Пока хлебал душистый чай, Диана поведала грустную историю о скромном мальчике Кирилле, живущем в доме напротив. О том, как он красиво ухаживал, дарил цветы и коробки шоколадных конфет. А потом появился друг Илья, и все в одночасье изменилось: хороший и воспитанный юноша превратился в наглого, хамоватого Мажора. Новые знакомые и лихой образ жизни подсказали, что свое надо брать силой. Диана наивно полагала, что все еще можно исправить: вернуть прежнего доброго Кирилла. Ведь женское сердце и сила любви способны творить чудеса… до чего же наивно.

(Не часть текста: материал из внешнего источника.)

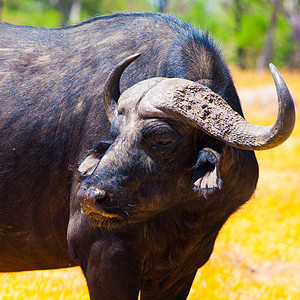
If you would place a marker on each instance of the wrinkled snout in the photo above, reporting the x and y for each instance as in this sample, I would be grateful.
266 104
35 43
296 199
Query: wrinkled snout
96 202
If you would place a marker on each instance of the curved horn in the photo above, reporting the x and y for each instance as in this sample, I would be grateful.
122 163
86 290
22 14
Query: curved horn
111 90
212 114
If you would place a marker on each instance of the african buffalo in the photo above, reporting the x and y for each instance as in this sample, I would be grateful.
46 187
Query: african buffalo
138 203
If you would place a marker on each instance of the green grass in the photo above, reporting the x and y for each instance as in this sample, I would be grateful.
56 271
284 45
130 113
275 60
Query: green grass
257 254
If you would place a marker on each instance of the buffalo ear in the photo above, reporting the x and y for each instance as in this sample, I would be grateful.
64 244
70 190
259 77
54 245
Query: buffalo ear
206 176
90 161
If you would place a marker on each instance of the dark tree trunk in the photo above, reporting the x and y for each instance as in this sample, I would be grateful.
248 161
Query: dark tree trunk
238 11
266 54
292 12
1 9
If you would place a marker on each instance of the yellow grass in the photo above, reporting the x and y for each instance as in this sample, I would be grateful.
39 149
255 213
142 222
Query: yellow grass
257 254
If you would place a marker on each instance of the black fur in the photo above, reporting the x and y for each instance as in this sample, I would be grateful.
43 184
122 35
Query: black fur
51 83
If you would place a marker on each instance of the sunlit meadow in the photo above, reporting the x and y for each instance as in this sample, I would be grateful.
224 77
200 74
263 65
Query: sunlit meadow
257 254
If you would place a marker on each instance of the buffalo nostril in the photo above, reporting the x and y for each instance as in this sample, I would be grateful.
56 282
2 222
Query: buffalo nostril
82 193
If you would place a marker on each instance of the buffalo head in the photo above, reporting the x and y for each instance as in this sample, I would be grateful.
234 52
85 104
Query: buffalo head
170 135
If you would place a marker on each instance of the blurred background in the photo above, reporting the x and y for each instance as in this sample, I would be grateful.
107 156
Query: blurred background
249 30
257 253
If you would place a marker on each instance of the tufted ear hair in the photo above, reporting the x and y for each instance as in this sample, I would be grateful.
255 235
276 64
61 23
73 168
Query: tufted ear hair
90 161
206 175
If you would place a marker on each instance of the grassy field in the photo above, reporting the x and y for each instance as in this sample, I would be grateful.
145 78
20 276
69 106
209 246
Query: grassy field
257 254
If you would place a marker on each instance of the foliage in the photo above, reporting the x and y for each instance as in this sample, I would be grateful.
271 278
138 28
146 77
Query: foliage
241 26
257 253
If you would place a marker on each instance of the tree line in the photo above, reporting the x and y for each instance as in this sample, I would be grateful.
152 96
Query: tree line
252 32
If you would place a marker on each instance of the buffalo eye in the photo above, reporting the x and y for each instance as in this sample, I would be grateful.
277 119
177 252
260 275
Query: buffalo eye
161 136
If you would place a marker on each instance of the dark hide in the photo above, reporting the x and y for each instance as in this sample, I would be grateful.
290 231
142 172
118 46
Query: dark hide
51 83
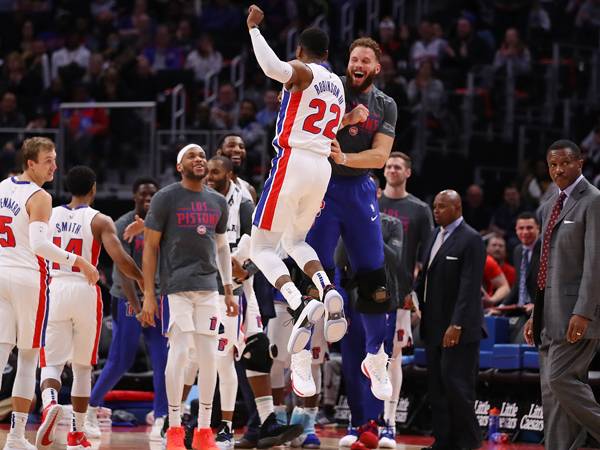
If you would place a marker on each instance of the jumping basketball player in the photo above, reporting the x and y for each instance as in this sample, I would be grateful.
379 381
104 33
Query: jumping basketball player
75 316
25 210
187 221
311 111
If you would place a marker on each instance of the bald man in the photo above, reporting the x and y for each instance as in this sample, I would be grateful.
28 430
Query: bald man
451 324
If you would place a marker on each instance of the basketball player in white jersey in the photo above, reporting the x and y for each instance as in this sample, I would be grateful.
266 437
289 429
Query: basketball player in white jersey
312 109
25 246
75 315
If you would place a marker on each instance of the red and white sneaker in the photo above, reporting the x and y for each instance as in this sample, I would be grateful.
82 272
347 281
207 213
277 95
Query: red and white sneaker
76 440
51 415
175 439
204 440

Все закончилось одним летним вечером, когда влюбленный кавалер попытался изнасиловать девушку в машине. Угрожал, бил по лицу и порвал платье, пытаясь добраться до трусиков. Жертва чудом вырвалась на волю, полночи проплутав по лесу, в поисках ближайшего населенного пункта.
— Это не мой Кирилл, это не мог быть он… они изуродовали его… они виноваты, — твердила Диана, как заговоренная. По началу она пыталась скрывать слезы, теперь же они текли ручьями, окончательно размыв тушь. На столе скопилась целая гора скомканных салфеток. Нос девушки заметно опух и покраснел, особенно самый кончике. Впрочем, это нисколько не испортило госпожу Сарбаеву. Она отличалась природной красотой с по-восточному изысканным колоритом: высокие скулы, темные глаза миндалевидной формы, тонкая линия губ. Удивительно как имея столь яркую внешность она до сих пор не выскочила замуж. Может потому и не вышла, что липнет к ней всякое дерьмо вроде Мажора или козла-трудовика.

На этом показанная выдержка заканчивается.